On every occasion one’s predictions come true the investor pundit would hold his head high during the next social meet (typically on morning walk) and make it a point to remark that his speculations are always right, and bombard new investment fundas at the herd of people gloating to his inflated ego.
The failure of the market to meet the prophecy of our pundits is attributed to the evils of FII who probably lure behind the “Bush” eavesdropping to conspire against the generous motives of our market gurus.
Anywayz lets try to evaluate why it is so tough to overcome the blues of the bear market.
Keeping the idea simple I am sure we are all acquainted with supply and demand rules. All the while during 2007 end and starting of 2008 correction was expected because the stocks were overpriced.
Finally the Financial institutes started to book profits selling their stocks. Watching the trend the retailers joined the force with the intention to repurchase the stock at a discount of 20-30%. A correction of 20-30 % is huge but in comparison to 100 to 200% gain in stock prices over a time span of just one year it was diminutive.
It is important to understand that a crucial role is played by the open interest position built up by the futures and options influencing the market trends. An expectation of fall in price is an opportunity to make money by short selling. Short selling is time bound. Generally the positions are squared off on last Thursday of every month. FII and other institutions would indulge in short selling to make quick profits. The huge volumes in short selling of stocks forces the prices to dip further down.
HOW?? Well the supply (sell) is more and than demand (purchase). This would force the price to a new equilibrium which is lower than the current price.
The continuous beating which the market has endured has diminished the enthusiasm of the most optimistic investors too. This has resulted in the sentiment of recovering the investment and avoid further capital erosion.
Say on the occasion of the first correction in January 2008, investors were lured by the temptation to acquire their favorite stock at a discount of 20-30 %. So there were investors who entered at the level when nifty was 5200. After a short while nifty reached 4600. Investors who believed that this was a strong support and there is no real reason for the market to further plummet down entered at these levels. Soon we saw 4400 then 4200 and then 3800. Assuming there was some inflow (buying) at these levels because these were strong support levels for nifty some investors had bet in their money expecting the market to reverse from these levels and reach the January highs again.
The wounded sentiments of our optimistic soldiers, patriots of the bull run, are worried to recover the capital which has eroded over 50% in a period of eight months since January 2008.

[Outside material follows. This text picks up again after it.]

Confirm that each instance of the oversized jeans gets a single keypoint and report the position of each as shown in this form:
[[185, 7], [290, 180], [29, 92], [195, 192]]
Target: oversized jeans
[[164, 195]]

So, every time the market would rise to the level where the investors see a breakeven on the horizon, they would sell their stakes to recover back their capital. This selling force generally overcomes the recovering market and pushes it back further down. The selling(supply) is more than the buying(demand) and the price would have to again go down to lower equilibrium price.
The wounded bull staggering at a slow pace yields to the enormous force of the bear falling down further with a great thud, generating wave of panic among the patrons who see their hero falling to taste the dust again.
It’s a vicious circle and we probably require the might of Acharya Drona to break the Chakravyuh.
Primarily the wild selling force has to be tamed to stop creating impediment in the path of recovery. Short selling has to be regulated and stopped on particular occasions or on particular stocks to avoid unnatural built up of selling position. The futures and options market would have to undergo similar changes to avoid undesirable open interest position built up.
The sentiment of the investors needs continuous consoling to prevent selling at every attempt of the market to recover. It is almost like on every occasion the wound is getting healed a fresh infliction is induced, defying all the attempts of recovery.
Once the selling force is restrained, and any chances of further infliction is minimized it is time for fresh investments. Its like new blood will flow in the veins of the bull giving impetus to rally ahead again.
Though sounds pretty convincing, it is an enormously daunting task to accomplish. But if we want our bulls to mull again out of the ‘Chakravyuh’ these steps are indispensable.